For anyone who isn't familiar with the phrase "standin' on a corner in Winslow, Arizona," I'll explain that The Eagles' song "Take It Easy" played approximately every five minutes on the radio during my high school years, and every 15 minutes in the 20 years after that. Its opening lines —"Well I was standin' on a corner in Winslow, Arizona/Such a fine sight to see/It's a girl, my lord, in a flatbed Ford/Slowin' down to take a look at me"—spring as easily to my mind as the national anthem. Er, more easily.
So after waking up in Flagstaff, Arizona to brilliantly sunny skies and tiny ice crystals covering the roof and trunk of my car....
...and after a mobile breakfast of Grape-Nuts poured into yogurt containers, and after listening to radio advertisements for the Meteor Crater ("Feel the impact!"), we arrived in Winslow, where I discovered I was not the first person to think of having my picture taken standin' on a corner. In fact, standin' on a corner in Winslow, Arizona is practically the town's biggest industry.

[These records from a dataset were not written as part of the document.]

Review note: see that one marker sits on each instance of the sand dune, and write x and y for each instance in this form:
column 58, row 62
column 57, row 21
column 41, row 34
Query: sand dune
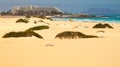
column 51, row 52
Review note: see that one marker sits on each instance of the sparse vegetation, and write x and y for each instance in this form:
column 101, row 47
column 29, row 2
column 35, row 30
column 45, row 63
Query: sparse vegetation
column 50, row 19
column 102, row 26
column 73, row 35
column 38, row 28
column 42, row 17
column 22, row 34
column 22, row 20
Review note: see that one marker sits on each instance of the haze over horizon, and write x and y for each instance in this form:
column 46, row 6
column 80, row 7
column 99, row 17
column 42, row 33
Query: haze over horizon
column 74, row 6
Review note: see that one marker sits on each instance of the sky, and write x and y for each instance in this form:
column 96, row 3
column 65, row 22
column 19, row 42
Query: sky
column 73, row 6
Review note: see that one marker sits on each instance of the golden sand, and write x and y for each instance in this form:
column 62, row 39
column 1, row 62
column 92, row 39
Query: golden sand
column 51, row 52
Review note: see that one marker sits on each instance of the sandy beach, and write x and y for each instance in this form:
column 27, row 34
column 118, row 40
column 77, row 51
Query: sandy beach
column 51, row 52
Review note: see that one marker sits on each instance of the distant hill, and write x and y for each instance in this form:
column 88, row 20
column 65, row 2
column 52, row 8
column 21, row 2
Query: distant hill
column 101, row 11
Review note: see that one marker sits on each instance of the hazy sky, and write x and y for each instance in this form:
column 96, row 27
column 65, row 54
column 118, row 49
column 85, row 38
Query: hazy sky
column 64, row 5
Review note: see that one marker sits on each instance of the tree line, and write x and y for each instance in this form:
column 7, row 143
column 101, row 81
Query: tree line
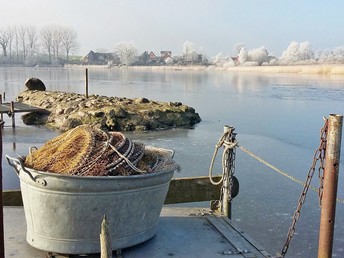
column 25, row 44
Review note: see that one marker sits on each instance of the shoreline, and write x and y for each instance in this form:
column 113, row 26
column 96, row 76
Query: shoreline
column 316, row 69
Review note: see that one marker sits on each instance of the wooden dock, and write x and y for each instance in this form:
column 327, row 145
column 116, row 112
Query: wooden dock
column 12, row 107
column 182, row 231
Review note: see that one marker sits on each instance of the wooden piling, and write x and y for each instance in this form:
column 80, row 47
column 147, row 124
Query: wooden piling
column 86, row 82
column 1, row 116
column 2, row 243
column 12, row 114
column 331, row 172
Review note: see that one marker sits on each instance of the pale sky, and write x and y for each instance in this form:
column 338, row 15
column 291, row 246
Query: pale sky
column 212, row 25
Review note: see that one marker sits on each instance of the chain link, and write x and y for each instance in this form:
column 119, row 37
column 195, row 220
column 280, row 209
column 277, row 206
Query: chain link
column 319, row 155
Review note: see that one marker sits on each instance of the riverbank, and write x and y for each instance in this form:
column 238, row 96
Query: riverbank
column 65, row 111
column 323, row 69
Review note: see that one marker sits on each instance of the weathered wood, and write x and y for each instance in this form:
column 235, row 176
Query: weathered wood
column 105, row 240
column 192, row 189
column 182, row 190
column 12, row 114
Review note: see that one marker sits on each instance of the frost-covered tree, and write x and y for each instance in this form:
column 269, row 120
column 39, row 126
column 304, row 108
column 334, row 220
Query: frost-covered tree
column 188, row 49
column 259, row 55
column 243, row 57
column 47, row 34
column 237, row 47
column 221, row 60
column 32, row 37
column 69, row 41
column 4, row 40
column 334, row 56
column 127, row 52
column 297, row 52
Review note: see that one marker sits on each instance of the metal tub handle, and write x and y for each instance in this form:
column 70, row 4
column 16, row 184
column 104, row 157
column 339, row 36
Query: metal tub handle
column 15, row 163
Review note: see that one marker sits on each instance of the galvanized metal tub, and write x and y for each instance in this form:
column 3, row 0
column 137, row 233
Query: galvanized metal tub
column 64, row 213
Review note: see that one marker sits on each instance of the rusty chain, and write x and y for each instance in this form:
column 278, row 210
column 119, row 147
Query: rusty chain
column 319, row 155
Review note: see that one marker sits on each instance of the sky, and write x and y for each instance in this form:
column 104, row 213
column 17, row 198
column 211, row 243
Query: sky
column 213, row 26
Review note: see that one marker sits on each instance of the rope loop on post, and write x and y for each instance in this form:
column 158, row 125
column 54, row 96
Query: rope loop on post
column 227, row 145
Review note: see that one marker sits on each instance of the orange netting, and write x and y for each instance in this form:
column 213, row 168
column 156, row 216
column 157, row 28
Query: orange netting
column 87, row 151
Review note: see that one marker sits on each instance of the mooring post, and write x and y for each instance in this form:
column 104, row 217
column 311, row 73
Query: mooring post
column 12, row 113
column 227, row 202
column 331, row 173
column 1, row 116
column 2, row 243
column 86, row 82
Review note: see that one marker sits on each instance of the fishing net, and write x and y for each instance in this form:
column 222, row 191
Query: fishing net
column 87, row 151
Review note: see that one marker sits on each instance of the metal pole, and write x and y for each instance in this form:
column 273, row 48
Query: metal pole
column 331, row 172
column 2, row 243
column 86, row 82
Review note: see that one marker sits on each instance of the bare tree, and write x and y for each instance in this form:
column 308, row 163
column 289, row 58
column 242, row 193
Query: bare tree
column 4, row 40
column 32, row 37
column 126, row 52
column 47, row 39
column 57, row 41
column 69, row 41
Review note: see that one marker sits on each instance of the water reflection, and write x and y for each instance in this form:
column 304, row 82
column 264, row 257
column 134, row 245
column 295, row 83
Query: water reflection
column 277, row 117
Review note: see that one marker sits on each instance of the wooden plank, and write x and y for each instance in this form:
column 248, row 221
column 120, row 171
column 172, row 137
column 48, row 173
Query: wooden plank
column 236, row 238
column 192, row 189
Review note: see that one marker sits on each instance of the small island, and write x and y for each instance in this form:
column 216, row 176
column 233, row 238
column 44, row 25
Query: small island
column 64, row 111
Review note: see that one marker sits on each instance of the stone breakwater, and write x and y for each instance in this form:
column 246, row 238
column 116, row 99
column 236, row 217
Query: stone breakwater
column 64, row 111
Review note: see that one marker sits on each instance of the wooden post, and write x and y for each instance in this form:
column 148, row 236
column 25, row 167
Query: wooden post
column 105, row 240
column 2, row 116
column 86, row 82
column 12, row 113
column 331, row 172
column 2, row 243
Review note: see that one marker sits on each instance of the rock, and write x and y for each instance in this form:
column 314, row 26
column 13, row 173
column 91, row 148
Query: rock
column 68, row 110
column 141, row 100
column 35, row 84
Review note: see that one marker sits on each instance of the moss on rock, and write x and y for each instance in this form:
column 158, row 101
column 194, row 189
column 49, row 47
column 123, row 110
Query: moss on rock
column 68, row 110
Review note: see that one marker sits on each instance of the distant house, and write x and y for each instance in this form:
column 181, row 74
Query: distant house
column 236, row 60
column 96, row 58
column 166, row 57
column 147, row 58
column 165, row 54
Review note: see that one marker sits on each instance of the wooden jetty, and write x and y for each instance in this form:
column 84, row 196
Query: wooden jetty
column 12, row 107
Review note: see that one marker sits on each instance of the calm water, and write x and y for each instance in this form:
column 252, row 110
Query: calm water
column 277, row 117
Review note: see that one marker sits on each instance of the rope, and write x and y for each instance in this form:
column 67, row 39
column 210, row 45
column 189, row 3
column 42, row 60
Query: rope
column 127, row 160
column 228, row 145
column 281, row 172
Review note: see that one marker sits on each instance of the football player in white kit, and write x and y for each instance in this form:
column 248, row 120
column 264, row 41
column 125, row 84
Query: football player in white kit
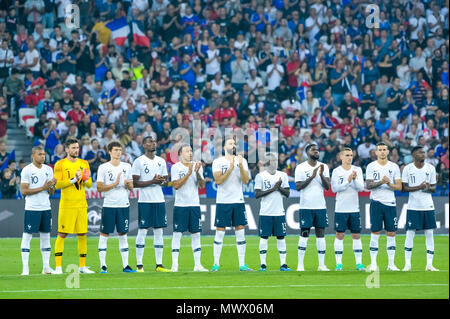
column 230, row 172
column 37, row 184
column 382, row 179
column 149, row 174
column 311, row 178
column 115, row 181
column 271, row 185
column 419, row 179
column 346, row 181
column 187, row 177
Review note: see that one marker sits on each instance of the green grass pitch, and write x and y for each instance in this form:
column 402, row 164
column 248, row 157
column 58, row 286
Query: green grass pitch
column 228, row 282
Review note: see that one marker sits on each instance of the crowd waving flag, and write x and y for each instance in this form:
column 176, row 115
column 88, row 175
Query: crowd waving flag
column 119, row 30
column 139, row 37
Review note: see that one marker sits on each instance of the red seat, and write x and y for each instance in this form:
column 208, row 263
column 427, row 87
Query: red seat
column 26, row 117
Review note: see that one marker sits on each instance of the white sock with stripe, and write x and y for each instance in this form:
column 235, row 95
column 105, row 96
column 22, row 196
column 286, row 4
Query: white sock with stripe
column 409, row 243
column 102, row 245
column 45, row 249
column 158, row 244
column 25, row 248
column 123, row 247
column 263, row 250
column 140, row 245
column 176, row 243
column 196, row 248
column 429, row 242
column 302, row 242
column 218, row 243
column 240, row 243
column 357, row 249
column 338, row 250
column 281, row 245
column 321, row 248
column 390, row 246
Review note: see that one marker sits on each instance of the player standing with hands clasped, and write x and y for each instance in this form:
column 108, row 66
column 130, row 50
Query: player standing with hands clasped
column 187, row 177
column 150, row 173
column 114, row 179
column 419, row 179
column 230, row 172
column 37, row 184
column 346, row 181
column 311, row 178
column 270, row 185
column 382, row 179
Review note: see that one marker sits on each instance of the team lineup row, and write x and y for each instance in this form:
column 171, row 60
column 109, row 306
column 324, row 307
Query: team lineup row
column 149, row 174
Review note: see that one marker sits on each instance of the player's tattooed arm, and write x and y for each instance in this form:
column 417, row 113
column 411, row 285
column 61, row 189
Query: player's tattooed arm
column 285, row 191
column 325, row 180
column 370, row 184
column 259, row 193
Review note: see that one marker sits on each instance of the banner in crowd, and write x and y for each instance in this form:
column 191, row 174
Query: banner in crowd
column 12, row 213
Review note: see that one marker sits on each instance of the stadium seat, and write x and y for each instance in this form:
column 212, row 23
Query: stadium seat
column 25, row 114
column 29, row 125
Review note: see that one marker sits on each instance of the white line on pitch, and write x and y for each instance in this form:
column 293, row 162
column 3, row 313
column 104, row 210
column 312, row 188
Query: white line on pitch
column 218, row 287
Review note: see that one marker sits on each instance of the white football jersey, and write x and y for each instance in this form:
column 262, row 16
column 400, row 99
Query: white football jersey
column 347, row 199
column 231, row 190
column 312, row 196
column 186, row 195
column 146, row 169
column 272, row 204
column 35, row 178
column 414, row 176
column 383, row 194
column 107, row 174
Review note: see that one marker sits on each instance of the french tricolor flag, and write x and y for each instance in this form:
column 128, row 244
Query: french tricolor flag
column 120, row 30
column 139, row 37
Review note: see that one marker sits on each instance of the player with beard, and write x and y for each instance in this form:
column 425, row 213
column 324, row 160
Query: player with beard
column 419, row 179
column 271, row 185
column 311, row 178
column 230, row 172
column 149, row 174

We stood on the northwest corner in Standin' on the Corner Park, next to a mural of a girl in a flatbed Ford and a bronze statue of...Glenn Frey?
We stood on the southwest corner, outside a gift shop that played The Eagles in constant rotation on outdoor speakers.
We watched a Japanese couple stand on the southeast corner taking pictures of the southwest corner. And we stood on the northeast corner, outside another gift shop where the owner cheerily told us to "Take it easy" as we left with "Standin' on the corner" refrigerator magnet in hand. As we headed back onto the road, a couple from Iowa arrived in a white SUV with "Take It Easy" blaring out of their car windows.
Mission more than accomplished!
The next several hours were a spectacular tour through the Southwest and Tony Hillerman country—red plateau cliffs glowing under blue skies. I kept trying to capture the landscape, but the drama refused to be corralled into an iPhone lens. This was about the best I could do:
We had lunch at the counter at Earl's Restaurant in Gallup, New Mexico, where the deliciously spicy posole brought a fine sweat to my forehead and I dipped Navajo fry bread in honey.
We passed through Albuquerque without stopping, but of course were lured into the "world-famous" Travel Center at Cline's Corners, picking up prickly pear marmalade and red chili-shaped salt and pepper shakers. (Come on, could you resist?) The sky was dark when we came out, and we spent the next hour and a half driving through the pitch black, while I exchanged text messages with The Child, who was on her own California road trip with her dad.
Me: BTW, favorite highway signage of the day: "Gusty winds may exist."
She: Truly an extraordinary revelation, and one that definitely required signage.
At 7 p.m., we turned off the highway in Tucumcari, New Mexico, and onto historic Route 66, where Elvis welcome us to the Motel Safari.
With a good mattress on our king-size bed and excellent reception on the flat-screen TV (this is the Route 66 of 2009, after all), we could finally, really take it easy.